Plasma samples (133) were obtained from healthy controls (HC, 25), mild malaria (MM, 48), cerebral malaria survivors (CMS, 48), and cerebral malaria non-survivors (CMNS, 12) at admission to the hospital in Jabalpur, India. Plasma levels of 30 biomarkers ((IL-1β, IL-1ra, IL-2, IL-4, IL-5, IL-6, IL-8, IL-9, IL-10, IL-12 (p70), IL-13, IL-15, IL-17, Eotaxin, FGF basic protein, G-CSF, GM-CSF, IFN-γ, IP-10, MCP-1 (MCAF), MIP-1α, MIP-1β, RANTES, TNF-α, Fas-ligand (Fas-L), soluble Fas (sFas), soluble TNF receptor 1 (sTNF-R1) and soluble TNF receptor 2 (sTNFR-2), PDGF bb and VEGF)) were simultaneously measured in an initial subset of ten samples from each group. Only those biomarkers which showed significant differences in the pilot analysis were chosen for testing on all remaining samples. The results were then compared between the four groups to determine their role in CM severity.

Results

IP-10, sTNF-R2 and sFas were independently associated with increased risk of CM associated mortality. CMNS patients had a significantly lower level of the neuroprotective factor VEGF when compared to other groups (P < 0.0045).
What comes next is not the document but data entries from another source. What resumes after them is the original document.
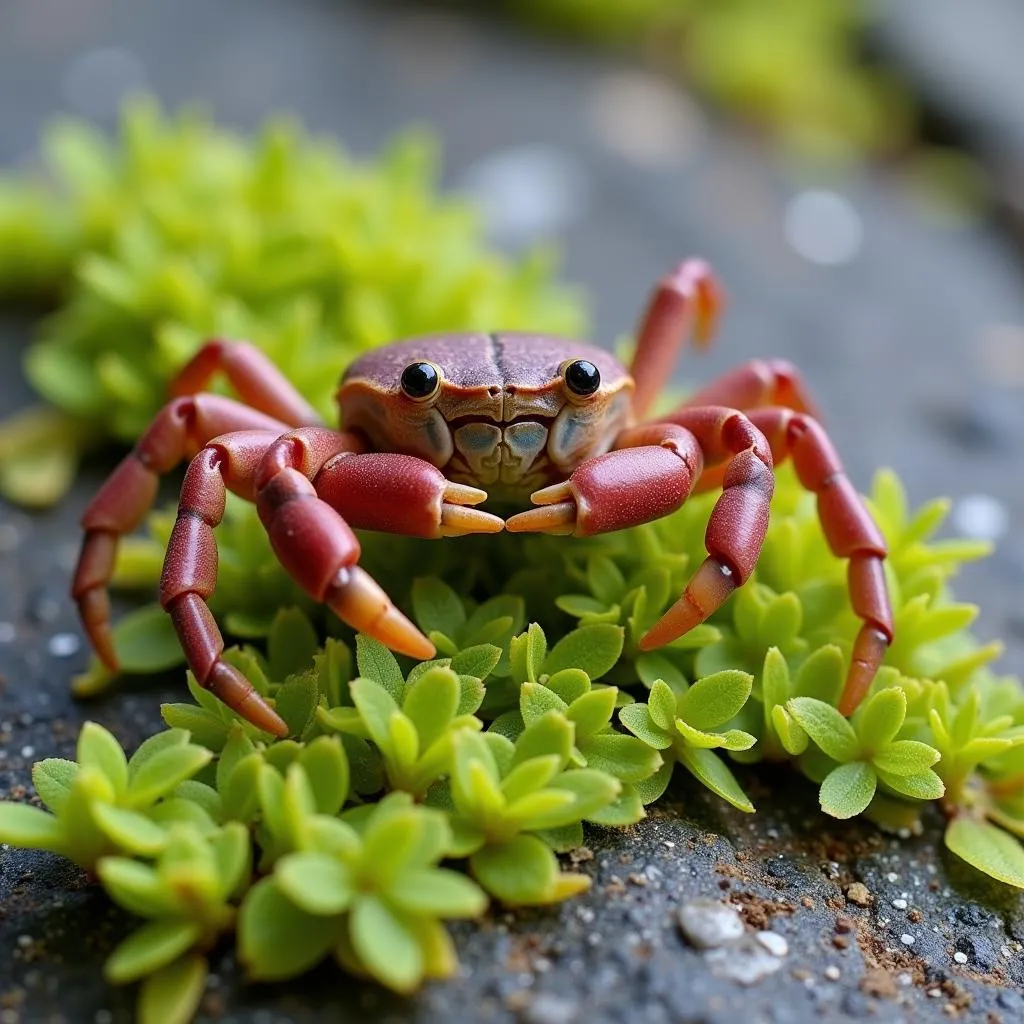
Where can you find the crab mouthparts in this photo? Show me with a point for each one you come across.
(507, 454)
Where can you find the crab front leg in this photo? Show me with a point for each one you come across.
(310, 492)
(851, 534)
(638, 483)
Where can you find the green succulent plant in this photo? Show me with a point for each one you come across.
(540, 715)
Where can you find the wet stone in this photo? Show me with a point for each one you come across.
(708, 924)
(745, 962)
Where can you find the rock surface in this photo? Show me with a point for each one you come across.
(903, 343)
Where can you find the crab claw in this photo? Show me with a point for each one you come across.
(459, 518)
(557, 512)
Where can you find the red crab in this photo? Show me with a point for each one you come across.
(434, 426)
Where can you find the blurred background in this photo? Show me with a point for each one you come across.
(851, 170)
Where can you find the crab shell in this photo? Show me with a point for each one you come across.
(503, 418)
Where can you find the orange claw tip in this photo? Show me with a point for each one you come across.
(457, 520)
(559, 518)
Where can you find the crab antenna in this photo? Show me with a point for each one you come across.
(690, 295)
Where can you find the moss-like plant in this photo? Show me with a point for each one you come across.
(179, 230)
(540, 717)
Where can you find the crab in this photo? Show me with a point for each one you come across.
(432, 428)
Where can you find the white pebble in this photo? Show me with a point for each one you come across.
(823, 227)
(774, 943)
(981, 517)
(64, 644)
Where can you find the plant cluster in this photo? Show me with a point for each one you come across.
(411, 794)
(497, 755)
(180, 230)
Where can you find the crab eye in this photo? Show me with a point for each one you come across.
(420, 380)
(582, 377)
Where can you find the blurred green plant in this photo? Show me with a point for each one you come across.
(179, 230)
(795, 68)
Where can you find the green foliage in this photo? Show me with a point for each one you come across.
(179, 230)
(540, 713)
(793, 67)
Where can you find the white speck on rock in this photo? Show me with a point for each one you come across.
(745, 962)
(823, 227)
(980, 517)
(64, 644)
(773, 942)
(709, 924)
(549, 1009)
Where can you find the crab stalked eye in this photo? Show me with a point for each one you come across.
(582, 377)
(420, 380)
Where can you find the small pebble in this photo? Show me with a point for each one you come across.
(64, 644)
(858, 893)
(708, 924)
(549, 1009)
(773, 942)
(745, 962)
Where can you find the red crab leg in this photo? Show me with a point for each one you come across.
(689, 295)
(738, 521)
(189, 576)
(759, 383)
(302, 482)
(181, 427)
(648, 476)
(256, 380)
(851, 534)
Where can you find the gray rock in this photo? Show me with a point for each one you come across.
(708, 924)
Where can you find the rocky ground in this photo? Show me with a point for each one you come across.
(910, 328)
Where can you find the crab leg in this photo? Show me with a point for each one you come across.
(689, 295)
(189, 576)
(648, 476)
(181, 427)
(759, 383)
(738, 521)
(258, 382)
(851, 534)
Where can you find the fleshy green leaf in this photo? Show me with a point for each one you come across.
(712, 701)
(595, 649)
(386, 946)
(848, 790)
(155, 945)
(987, 848)
(172, 994)
(825, 726)
(276, 939)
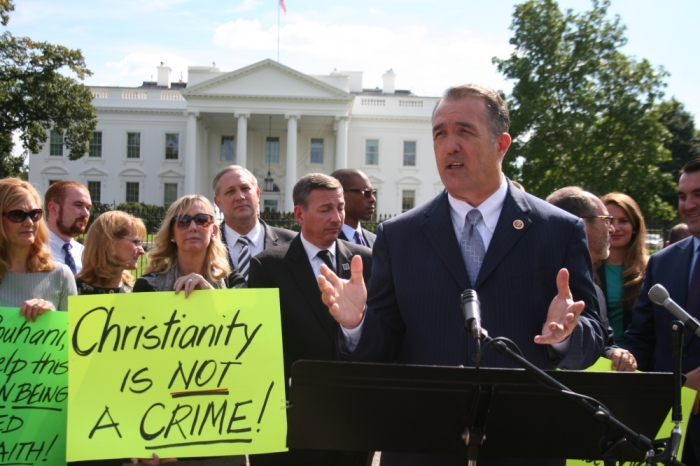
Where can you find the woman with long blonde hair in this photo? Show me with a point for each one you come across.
(112, 248)
(29, 278)
(187, 252)
(621, 274)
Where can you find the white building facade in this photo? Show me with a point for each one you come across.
(163, 140)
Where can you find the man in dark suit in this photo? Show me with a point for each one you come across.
(515, 250)
(244, 234)
(360, 198)
(308, 331)
(677, 268)
(598, 222)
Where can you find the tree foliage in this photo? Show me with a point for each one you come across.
(583, 113)
(36, 96)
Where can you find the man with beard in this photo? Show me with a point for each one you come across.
(68, 207)
(598, 223)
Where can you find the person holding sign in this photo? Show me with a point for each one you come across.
(187, 253)
(29, 278)
(112, 248)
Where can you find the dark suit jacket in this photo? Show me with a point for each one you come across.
(649, 335)
(308, 329)
(273, 237)
(414, 314)
(370, 237)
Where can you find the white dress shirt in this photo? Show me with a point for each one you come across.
(59, 255)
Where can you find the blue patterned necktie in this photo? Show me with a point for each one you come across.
(70, 262)
(359, 239)
(244, 257)
(472, 245)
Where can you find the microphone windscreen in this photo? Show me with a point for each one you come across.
(658, 294)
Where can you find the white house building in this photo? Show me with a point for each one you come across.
(163, 140)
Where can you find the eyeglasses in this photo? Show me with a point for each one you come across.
(201, 220)
(368, 193)
(138, 242)
(19, 216)
(606, 218)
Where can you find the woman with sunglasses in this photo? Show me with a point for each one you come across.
(29, 278)
(112, 248)
(187, 253)
(621, 274)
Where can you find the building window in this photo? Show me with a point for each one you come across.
(408, 200)
(317, 151)
(169, 193)
(133, 145)
(95, 149)
(372, 152)
(95, 189)
(228, 153)
(409, 153)
(132, 192)
(56, 146)
(172, 146)
(270, 205)
(272, 150)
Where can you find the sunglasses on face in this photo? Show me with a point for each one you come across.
(201, 220)
(138, 242)
(368, 193)
(19, 216)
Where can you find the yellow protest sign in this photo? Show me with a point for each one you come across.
(687, 400)
(33, 388)
(158, 373)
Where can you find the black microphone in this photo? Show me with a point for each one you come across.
(659, 295)
(471, 309)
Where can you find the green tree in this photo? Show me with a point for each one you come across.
(684, 143)
(35, 96)
(583, 113)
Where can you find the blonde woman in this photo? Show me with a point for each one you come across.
(29, 278)
(187, 253)
(112, 248)
(622, 273)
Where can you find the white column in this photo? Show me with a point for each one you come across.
(341, 143)
(242, 143)
(191, 156)
(291, 175)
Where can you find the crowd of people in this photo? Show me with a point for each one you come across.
(566, 279)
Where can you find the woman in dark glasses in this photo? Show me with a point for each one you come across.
(187, 253)
(112, 248)
(29, 278)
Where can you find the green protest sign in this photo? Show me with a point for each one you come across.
(158, 373)
(33, 388)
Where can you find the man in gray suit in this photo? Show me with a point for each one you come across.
(598, 222)
(360, 198)
(515, 250)
(237, 194)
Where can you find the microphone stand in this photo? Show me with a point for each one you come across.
(656, 451)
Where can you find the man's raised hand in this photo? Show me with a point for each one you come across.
(345, 299)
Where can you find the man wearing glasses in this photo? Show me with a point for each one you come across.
(360, 200)
(598, 224)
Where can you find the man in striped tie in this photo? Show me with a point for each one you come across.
(237, 195)
(360, 200)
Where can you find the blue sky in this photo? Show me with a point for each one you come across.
(429, 44)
The ratios of VEGF to IP-10, sTNF-R2, and sFas distinguished CM survivors from non survivors (P < 0.0001).

Conclusion

The results suggest that plasma levels of IP-10, sTNF-R2 and sFas may be potential biomarkers of CM severity and mortality. VEGF was found to be protective against CM associated mortality and may be considered for adjunctive therapy to improve the treatment outcome in CM patients.